I have explained the full meaning of the preposition in my text in my introductory remarks. It seems to me to cover both the ground of on account of,' or by reason of,' and on behalf of.'
Taking the word in the former of these two senses, note how this phrase, for the sake of the Name,' carries with it this principle, that in that Name, explained as I have done, there lie all the forces that are needed for the guidance and the impulses of life. In Him, in the whole fulness of His being, in the wonders of the story of His character and historical manifestation, there lies all guidance for men. He is the Pattern of our conduct. He is the Companion for us in our sorrow. He is the Quickener for us in all our tasks. And to set Him before us as our Pattern, and to walk in the paths that He dictates, is to attain to perfection. Whosoever makes for the sake of the Name' the motto of his life will not walk in darkness, but shall have the light of life.

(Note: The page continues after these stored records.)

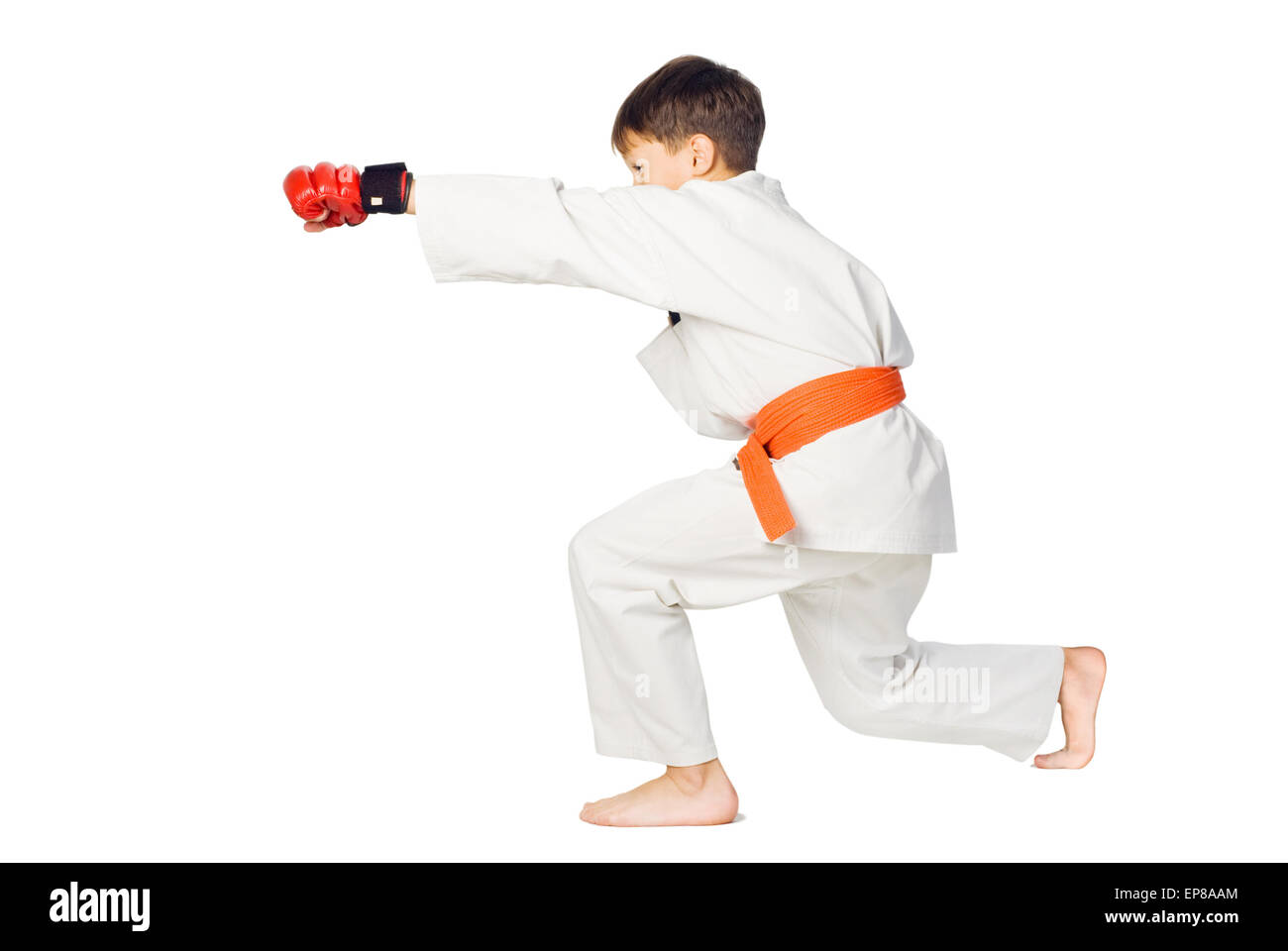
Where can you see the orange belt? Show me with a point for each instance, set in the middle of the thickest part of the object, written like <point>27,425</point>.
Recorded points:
<point>798,418</point>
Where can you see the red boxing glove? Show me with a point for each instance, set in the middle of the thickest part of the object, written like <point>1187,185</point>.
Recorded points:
<point>327,191</point>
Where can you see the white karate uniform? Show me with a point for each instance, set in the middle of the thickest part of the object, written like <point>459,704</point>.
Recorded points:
<point>765,303</point>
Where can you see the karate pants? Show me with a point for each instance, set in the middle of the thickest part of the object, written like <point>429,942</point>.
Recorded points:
<point>695,543</point>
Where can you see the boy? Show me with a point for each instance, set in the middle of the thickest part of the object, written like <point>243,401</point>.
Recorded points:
<point>840,495</point>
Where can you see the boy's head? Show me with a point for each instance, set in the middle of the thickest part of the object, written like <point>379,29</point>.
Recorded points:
<point>691,119</point>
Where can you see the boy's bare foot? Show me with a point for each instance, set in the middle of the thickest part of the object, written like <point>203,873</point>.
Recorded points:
<point>1080,692</point>
<point>699,795</point>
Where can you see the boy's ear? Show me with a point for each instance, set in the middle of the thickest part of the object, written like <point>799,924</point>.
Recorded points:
<point>703,154</point>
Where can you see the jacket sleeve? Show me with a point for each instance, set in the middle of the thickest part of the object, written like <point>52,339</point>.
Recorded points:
<point>535,231</point>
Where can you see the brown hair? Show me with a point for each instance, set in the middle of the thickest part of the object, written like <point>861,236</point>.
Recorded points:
<point>691,95</point>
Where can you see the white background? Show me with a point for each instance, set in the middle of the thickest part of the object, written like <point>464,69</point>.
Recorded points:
<point>283,525</point>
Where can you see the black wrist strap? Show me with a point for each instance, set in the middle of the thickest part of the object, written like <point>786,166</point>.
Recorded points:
<point>385,188</point>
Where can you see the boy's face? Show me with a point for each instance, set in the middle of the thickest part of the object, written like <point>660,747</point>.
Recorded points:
<point>651,163</point>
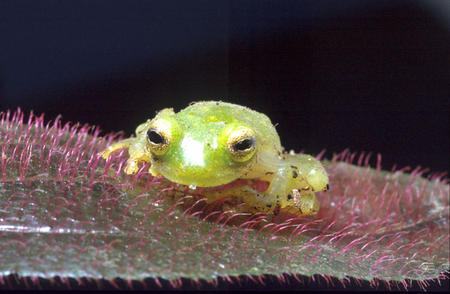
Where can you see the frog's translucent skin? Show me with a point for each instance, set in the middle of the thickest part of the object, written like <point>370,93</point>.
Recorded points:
<point>197,155</point>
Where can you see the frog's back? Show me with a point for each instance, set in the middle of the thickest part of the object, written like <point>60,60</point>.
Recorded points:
<point>217,111</point>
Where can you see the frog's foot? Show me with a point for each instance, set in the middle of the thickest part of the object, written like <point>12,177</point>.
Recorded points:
<point>305,201</point>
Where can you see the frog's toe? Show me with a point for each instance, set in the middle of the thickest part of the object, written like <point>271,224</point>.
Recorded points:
<point>132,167</point>
<point>306,202</point>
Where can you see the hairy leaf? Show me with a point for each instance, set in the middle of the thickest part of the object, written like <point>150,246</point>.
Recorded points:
<point>66,212</point>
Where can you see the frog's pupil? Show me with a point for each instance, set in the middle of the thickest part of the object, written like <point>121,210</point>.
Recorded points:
<point>154,137</point>
<point>244,144</point>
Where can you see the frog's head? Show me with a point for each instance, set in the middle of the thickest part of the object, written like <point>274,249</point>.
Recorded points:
<point>198,150</point>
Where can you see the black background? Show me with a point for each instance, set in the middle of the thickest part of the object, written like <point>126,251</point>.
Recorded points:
<point>365,75</point>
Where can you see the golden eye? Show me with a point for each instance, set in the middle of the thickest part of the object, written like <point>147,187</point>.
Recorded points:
<point>241,144</point>
<point>159,136</point>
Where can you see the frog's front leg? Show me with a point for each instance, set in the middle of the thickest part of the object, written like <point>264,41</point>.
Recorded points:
<point>136,151</point>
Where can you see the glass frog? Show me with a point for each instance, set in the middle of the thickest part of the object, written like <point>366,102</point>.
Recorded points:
<point>213,143</point>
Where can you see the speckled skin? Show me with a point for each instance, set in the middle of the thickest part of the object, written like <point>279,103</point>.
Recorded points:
<point>198,155</point>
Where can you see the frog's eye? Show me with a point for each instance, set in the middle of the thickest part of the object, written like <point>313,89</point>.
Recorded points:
<point>241,144</point>
<point>159,136</point>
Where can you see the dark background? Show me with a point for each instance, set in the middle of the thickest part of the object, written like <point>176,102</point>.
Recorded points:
<point>369,75</point>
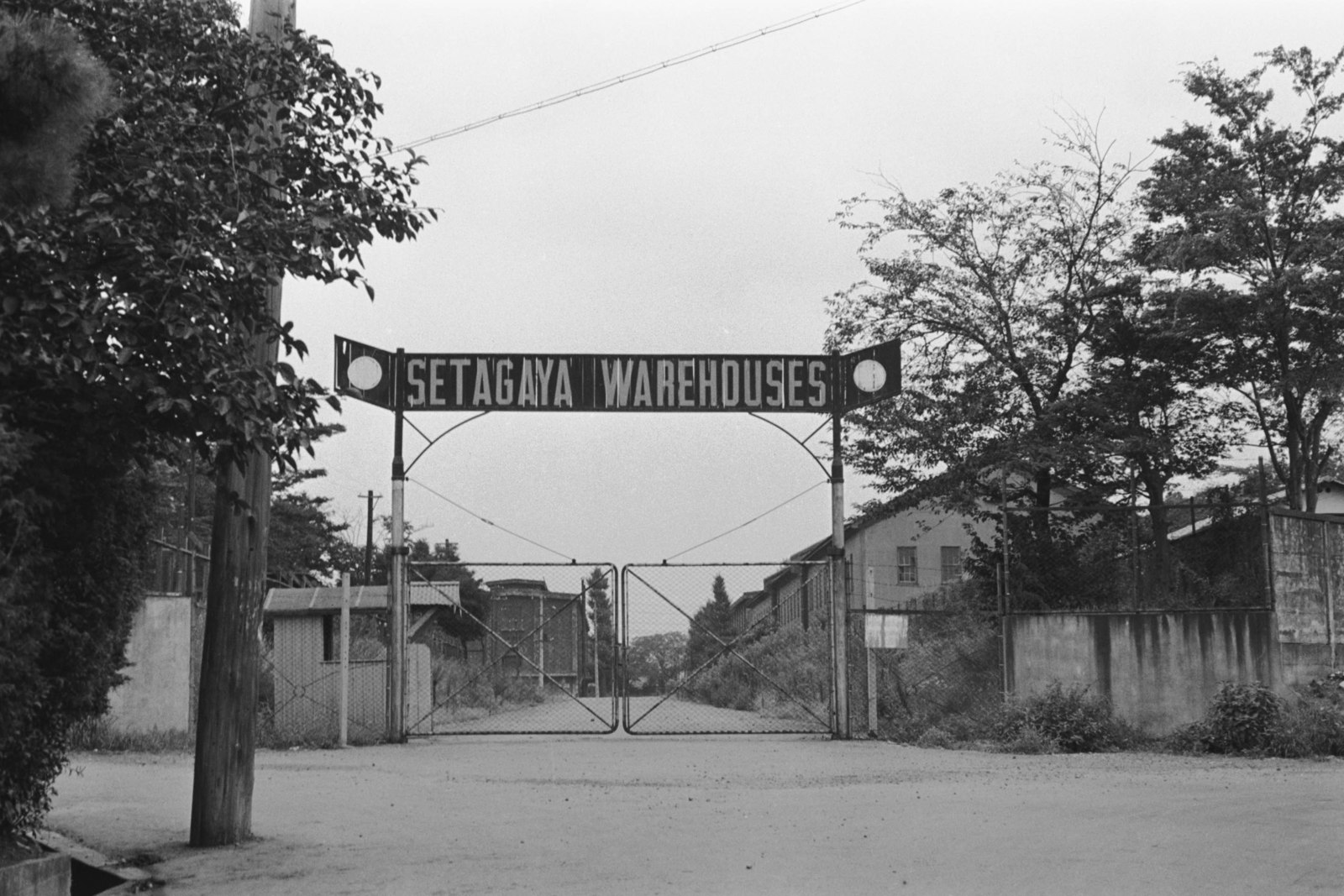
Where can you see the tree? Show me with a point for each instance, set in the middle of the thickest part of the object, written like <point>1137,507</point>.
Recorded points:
<point>1144,417</point>
<point>656,658</point>
<point>475,600</point>
<point>604,631</point>
<point>711,627</point>
<point>994,291</point>
<point>304,543</point>
<point>51,92</point>
<point>129,316</point>
<point>1247,223</point>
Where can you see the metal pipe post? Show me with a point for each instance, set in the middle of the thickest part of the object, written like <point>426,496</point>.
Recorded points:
<point>344,658</point>
<point>396,575</point>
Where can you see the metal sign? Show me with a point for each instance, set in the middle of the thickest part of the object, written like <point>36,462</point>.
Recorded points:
<point>521,382</point>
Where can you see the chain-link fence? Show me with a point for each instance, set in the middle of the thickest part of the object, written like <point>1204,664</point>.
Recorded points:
<point>931,669</point>
<point>528,649</point>
<point>1166,558</point>
<point>727,647</point>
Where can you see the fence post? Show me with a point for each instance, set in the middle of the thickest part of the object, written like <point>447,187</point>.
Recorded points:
<point>1268,537</point>
<point>1331,589</point>
<point>870,602</point>
<point>344,658</point>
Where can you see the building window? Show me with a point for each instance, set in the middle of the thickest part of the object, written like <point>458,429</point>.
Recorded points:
<point>951,564</point>
<point>906,570</point>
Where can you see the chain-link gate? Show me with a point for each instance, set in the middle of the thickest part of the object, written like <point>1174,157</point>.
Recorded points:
<point>523,647</point>
<point>726,647</point>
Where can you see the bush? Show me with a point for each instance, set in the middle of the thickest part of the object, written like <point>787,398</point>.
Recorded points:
<point>71,582</point>
<point>795,660</point>
<point>1252,719</point>
<point>1072,720</point>
<point>1243,718</point>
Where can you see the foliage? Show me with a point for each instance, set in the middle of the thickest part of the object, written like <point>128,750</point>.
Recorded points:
<point>1252,719</point>
<point>1247,226</point>
<point>786,667</point>
<point>602,629</point>
<point>464,689</point>
<point>128,318</point>
<point>948,676</point>
<point>67,595</point>
<point>711,627</point>
<point>992,291</point>
<point>475,600</point>
<point>1146,417</point>
<point>51,92</point>
<point>1072,720</point>
<point>655,661</point>
<point>304,543</point>
<point>132,309</point>
<point>1243,718</point>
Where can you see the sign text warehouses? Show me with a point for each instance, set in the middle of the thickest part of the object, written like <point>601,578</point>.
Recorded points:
<point>616,382</point>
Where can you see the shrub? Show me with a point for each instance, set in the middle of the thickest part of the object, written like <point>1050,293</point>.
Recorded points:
<point>795,660</point>
<point>1243,718</point>
<point>1310,728</point>
<point>1252,719</point>
<point>1073,720</point>
<point>71,582</point>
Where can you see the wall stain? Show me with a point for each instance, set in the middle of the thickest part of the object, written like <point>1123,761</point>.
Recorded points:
<point>1101,651</point>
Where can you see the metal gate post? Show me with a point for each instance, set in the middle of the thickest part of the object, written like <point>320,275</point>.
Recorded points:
<point>396,577</point>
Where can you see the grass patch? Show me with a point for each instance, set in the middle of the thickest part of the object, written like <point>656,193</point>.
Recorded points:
<point>98,735</point>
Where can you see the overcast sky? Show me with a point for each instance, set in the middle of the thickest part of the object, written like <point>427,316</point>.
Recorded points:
<point>692,211</point>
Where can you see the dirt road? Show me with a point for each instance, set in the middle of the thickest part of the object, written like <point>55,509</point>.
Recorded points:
<point>779,815</point>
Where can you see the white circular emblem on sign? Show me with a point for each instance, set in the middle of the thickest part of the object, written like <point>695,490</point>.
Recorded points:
<point>870,375</point>
<point>365,372</point>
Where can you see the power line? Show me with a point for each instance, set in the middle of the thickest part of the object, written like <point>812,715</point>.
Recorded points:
<point>631,76</point>
<point>750,521</point>
<point>468,511</point>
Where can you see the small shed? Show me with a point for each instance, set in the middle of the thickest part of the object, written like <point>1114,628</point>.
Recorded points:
<point>306,647</point>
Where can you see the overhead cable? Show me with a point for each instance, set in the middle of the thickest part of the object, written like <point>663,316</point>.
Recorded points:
<point>468,511</point>
<point>749,521</point>
<point>631,76</point>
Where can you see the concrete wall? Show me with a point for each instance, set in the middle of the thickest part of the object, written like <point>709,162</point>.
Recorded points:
<point>158,694</point>
<point>1159,669</point>
<point>1308,557</point>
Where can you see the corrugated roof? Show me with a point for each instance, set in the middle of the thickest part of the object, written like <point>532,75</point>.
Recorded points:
<point>366,598</point>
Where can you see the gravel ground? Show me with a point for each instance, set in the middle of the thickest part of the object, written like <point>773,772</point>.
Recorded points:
<point>759,815</point>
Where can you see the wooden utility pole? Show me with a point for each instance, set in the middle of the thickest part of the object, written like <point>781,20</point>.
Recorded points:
<point>839,597</point>
<point>369,540</point>
<point>226,723</point>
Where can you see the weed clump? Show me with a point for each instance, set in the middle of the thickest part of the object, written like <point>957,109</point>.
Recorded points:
<point>1250,719</point>
<point>1055,719</point>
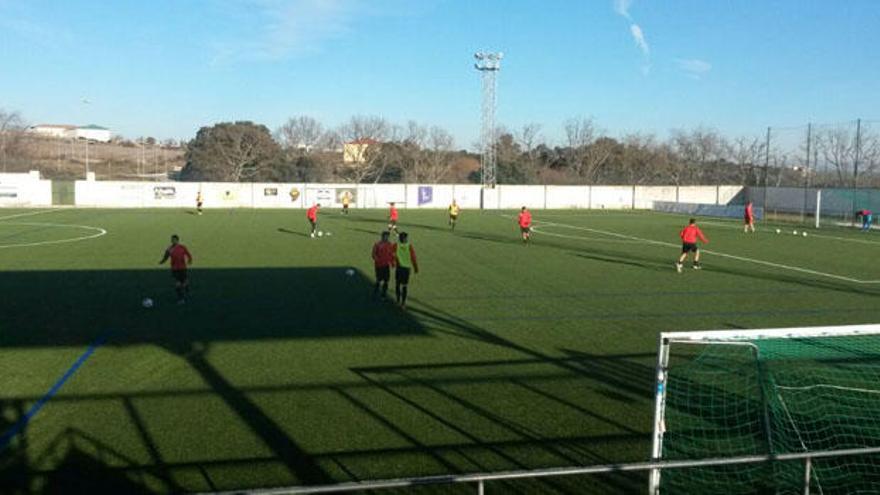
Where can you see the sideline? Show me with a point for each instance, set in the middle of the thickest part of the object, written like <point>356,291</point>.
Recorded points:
<point>22,423</point>
<point>98,233</point>
<point>40,212</point>
<point>717,253</point>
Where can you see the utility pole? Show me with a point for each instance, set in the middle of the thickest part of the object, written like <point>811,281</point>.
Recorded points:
<point>766,169</point>
<point>488,64</point>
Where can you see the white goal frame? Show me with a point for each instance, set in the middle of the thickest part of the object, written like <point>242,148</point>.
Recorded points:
<point>729,337</point>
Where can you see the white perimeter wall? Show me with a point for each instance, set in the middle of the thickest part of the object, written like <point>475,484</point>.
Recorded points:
<point>291,195</point>
<point>25,190</point>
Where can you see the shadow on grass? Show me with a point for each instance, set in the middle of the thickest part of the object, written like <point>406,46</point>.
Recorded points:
<point>293,232</point>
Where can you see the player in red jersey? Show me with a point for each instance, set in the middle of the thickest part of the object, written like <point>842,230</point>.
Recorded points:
<point>312,215</point>
<point>748,219</point>
<point>392,218</point>
<point>383,258</point>
<point>404,260</point>
<point>180,258</point>
<point>689,237</point>
<point>525,224</point>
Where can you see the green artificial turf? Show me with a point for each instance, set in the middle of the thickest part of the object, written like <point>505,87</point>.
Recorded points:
<point>283,370</point>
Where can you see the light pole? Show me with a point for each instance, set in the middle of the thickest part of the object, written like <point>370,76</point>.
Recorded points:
<point>488,64</point>
<point>85,101</point>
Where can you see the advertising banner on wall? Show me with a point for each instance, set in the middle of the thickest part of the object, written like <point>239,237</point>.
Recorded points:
<point>325,196</point>
<point>343,192</point>
<point>8,192</point>
<point>164,192</point>
<point>229,195</point>
<point>426,195</point>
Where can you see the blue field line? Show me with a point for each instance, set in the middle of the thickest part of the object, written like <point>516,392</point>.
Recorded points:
<point>22,423</point>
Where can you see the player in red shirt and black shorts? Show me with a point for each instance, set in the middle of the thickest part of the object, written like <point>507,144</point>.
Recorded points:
<point>312,215</point>
<point>749,219</point>
<point>525,224</point>
<point>392,218</point>
<point>180,258</point>
<point>383,258</point>
<point>689,236</point>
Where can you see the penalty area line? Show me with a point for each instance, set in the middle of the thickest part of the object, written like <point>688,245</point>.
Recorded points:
<point>30,213</point>
<point>720,254</point>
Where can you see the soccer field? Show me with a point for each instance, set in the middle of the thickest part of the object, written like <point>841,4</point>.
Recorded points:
<point>283,370</point>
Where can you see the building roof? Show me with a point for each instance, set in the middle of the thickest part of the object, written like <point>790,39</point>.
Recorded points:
<point>54,126</point>
<point>364,141</point>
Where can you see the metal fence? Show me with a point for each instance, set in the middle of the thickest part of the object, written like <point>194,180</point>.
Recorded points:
<point>479,482</point>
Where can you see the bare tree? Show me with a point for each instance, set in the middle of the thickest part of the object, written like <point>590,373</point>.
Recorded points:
<point>746,153</point>
<point>11,125</point>
<point>529,138</point>
<point>838,147</point>
<point>300,135</point>
<point>587,152</point>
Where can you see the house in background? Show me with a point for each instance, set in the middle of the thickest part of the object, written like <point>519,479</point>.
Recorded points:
<point>356,151</point>
<point>89,132</point>
<point>54,130</point>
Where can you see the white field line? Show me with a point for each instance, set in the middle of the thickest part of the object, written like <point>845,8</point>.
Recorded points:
<point>812,234</point>
<point>98,233</point>
<point>40,212</point>
<point>595,239</point>
<point>717,253</point>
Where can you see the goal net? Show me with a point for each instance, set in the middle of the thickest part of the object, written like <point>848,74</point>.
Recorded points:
<point>731,393</point>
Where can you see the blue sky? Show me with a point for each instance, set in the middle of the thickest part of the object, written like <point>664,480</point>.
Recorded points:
<point>165,68</point>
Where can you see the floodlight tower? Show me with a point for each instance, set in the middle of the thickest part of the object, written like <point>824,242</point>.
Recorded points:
<point>488,64</point>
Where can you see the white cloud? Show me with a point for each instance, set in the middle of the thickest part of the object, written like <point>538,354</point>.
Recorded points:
<point>622,7</point>
<point>693,67</point>
<point>639,38</point>
<point>294,27</point>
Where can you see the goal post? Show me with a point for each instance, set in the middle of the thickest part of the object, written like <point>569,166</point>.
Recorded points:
<point>731,393</point>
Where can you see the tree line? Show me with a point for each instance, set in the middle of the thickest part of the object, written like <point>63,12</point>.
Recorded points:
<point>305,150</point>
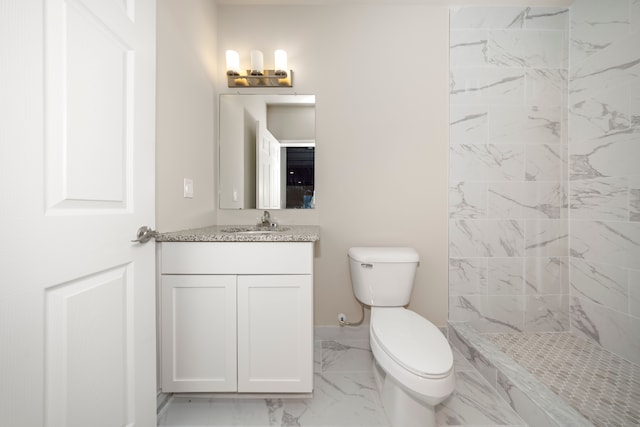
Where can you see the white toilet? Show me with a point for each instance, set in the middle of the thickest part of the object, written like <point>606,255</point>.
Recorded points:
<point>413,355</point>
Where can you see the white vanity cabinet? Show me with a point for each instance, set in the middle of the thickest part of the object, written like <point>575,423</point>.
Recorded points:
<point>236,317</point>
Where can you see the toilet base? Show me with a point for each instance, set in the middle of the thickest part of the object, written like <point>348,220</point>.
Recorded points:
<point>402,408</point>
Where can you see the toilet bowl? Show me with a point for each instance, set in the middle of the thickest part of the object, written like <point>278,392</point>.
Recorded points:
<point>413,360</point>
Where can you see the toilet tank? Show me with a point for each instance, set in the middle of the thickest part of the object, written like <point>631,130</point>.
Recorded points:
<point>383,276</point>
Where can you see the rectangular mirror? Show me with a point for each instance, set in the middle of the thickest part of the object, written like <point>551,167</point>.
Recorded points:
<point>267,151</point>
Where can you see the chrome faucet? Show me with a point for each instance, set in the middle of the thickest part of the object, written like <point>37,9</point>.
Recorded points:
<point>265,221</point>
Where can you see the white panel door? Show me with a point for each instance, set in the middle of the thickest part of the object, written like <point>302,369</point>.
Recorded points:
<point>198,333</point>
<point>77,310</point>
<point>267,168</point>
<point>275,333</point>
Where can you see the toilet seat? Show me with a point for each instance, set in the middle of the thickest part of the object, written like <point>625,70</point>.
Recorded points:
<point>412,342</point>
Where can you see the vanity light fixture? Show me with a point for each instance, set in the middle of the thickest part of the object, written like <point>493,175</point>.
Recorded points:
<point>257,76</point>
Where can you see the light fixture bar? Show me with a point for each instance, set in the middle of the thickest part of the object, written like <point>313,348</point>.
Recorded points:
<point>270,78</point>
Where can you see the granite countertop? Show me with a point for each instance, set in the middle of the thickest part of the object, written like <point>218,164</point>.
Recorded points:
<point>217,233</point>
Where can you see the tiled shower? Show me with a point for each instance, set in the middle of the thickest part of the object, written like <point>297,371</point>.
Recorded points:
<point>544,214</point>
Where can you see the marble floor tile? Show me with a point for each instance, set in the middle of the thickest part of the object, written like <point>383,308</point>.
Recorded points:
<point>345,395</point>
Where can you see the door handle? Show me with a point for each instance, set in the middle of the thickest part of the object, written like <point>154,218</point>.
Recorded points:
<point>145,234</point>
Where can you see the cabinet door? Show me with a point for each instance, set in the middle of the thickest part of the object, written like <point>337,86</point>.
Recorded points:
<point>198,333</point>
<point>275,334</point>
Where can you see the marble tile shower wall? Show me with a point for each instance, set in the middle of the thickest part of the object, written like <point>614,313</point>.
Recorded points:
<point>604,173</point>
<point>508,231</point>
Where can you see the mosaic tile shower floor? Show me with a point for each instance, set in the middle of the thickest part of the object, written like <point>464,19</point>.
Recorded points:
<point>600,385</point>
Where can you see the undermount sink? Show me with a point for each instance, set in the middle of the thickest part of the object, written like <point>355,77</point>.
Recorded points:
<point>253,230</point>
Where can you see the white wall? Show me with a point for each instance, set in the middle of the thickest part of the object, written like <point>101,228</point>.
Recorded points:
<point>186,110</point>
<point>380,75</point>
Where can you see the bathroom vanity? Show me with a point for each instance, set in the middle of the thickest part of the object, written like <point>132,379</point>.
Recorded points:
<point>236,310</point>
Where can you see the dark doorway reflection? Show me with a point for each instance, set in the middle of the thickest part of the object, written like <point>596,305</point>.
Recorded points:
<point>300,176</point>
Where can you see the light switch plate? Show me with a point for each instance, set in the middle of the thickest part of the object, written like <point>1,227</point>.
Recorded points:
<point>188,188</point>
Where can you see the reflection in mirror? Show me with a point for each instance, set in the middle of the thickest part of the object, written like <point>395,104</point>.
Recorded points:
<point>267,151</point>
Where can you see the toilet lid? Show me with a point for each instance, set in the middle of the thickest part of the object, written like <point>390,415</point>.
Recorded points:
<point>412,341</point>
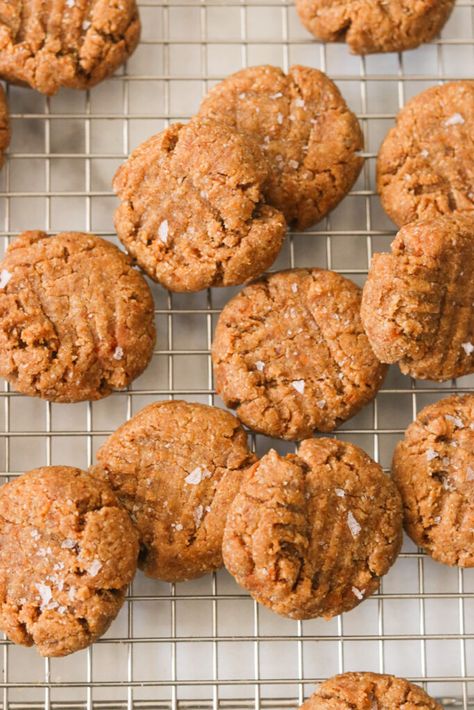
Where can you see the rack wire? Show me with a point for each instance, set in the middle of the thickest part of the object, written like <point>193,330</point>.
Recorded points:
<point>206,644</point>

And not only is there guidance, but there is impulse, and that is better than guidance. For what men most of all want is a power that shall help or make them to do the things that they see plainly enough to be right.
And oh, brother, where is there such a force to quicken, to ennoble, to lead men to higher selves than their dead past selves, as lies in the grand sweep of that historical manifestation which we understand by the Name of Jesus? There is nothing else that will go so deep down into the heart and unseal the fountains of power and obedience as that Name. There is nothing else that will so strike the shackles off the prisoned will, and ban back to their caves the wild beasts that tyrannise within, and put the chain round their necks, as the Name of Jesus Christ. That is the Talisman that ennobles everything, that evokes un-dreamed-of powers, that out of these stones,' the hard and unsusceptible and obstinate wills of godless men, will raise up children unto Abraham.' This is the secret that turns the heavy lead of our corrupt natures into pure gold.
And where does the impulsive power lie? Where, in that great continent, the whole life and work of Jesus Christ, is the dominant summit from which the streams run down? The Cross! The Cross! The Love that died for us, individually and singly, as well as collectively, is the thing that draws out answering love. And answering love is the untiring and omnipotent power that transmutes my whole nature into the bumble aspiration to be like Him who has given Himself for me, and to render back myself unto Him for His gift. Brother, if you have not known the Name of Christ as the Name of the Divine Saviour who died on the Cross for you, you do not yet understand the power to transform, to ennoble, to energise, to impel to all self-sacrifice that lies in that Name. In the fact of His death, and in the consequent fact of the communication of life from Him to each of us if we will, lie the great impulses which will blessedly and strongly carry us along the course which He marks out for us. And they who can say For the sake of the Name' will live lives calm, harmonious, noble, and in some humble measure conformed to the serene and transcendent beauty to which they bow and on which they rest. The impulse for a life--the only one that will last, and the only one that will lift--lies in the recognition of the Name. And so, let me remind you how our consequent simple duty is honestly, earnestly, prayerfully, always, to try to keep ourselves under the influence of that sweet compulsion and mighty encouragement which lie in the Name of Jesus Christ. How fragmentary, how interrupted, how imperfect at the best are our yieldings to the power and the sweetness of the motives and pattern given to us in Christ's Name I How much of our lives would be all the same if Jesus Christ never had come, or if we never had believed in Him! Look back over your days, Christian men, and see how little of them has borne that stamp, and how slightly it has been impressed upon them.
Our whole life ought to be filled with His Name. You can write it anywhere. It does not need a gold plate to carve His Name upon. It does not need to be set in jewels and diamonds. The poorest scrap of brown paper, and the bluntest little bit of pencil, and the shakiest hand, will do to write the Name of Christ; and all life, the trivialities as well as the crises, may be flashing and bright with the sacred syllables. Mohammedans decorate their palaces and mosques with no pictures, but with the name of Allah, in gilded arabesques. Everywhere, on walls and roof, and windows and cornices, and pillars and furniture, the name is written. There is no such decoration for a life as that Christ's Name should be inscribed thereon.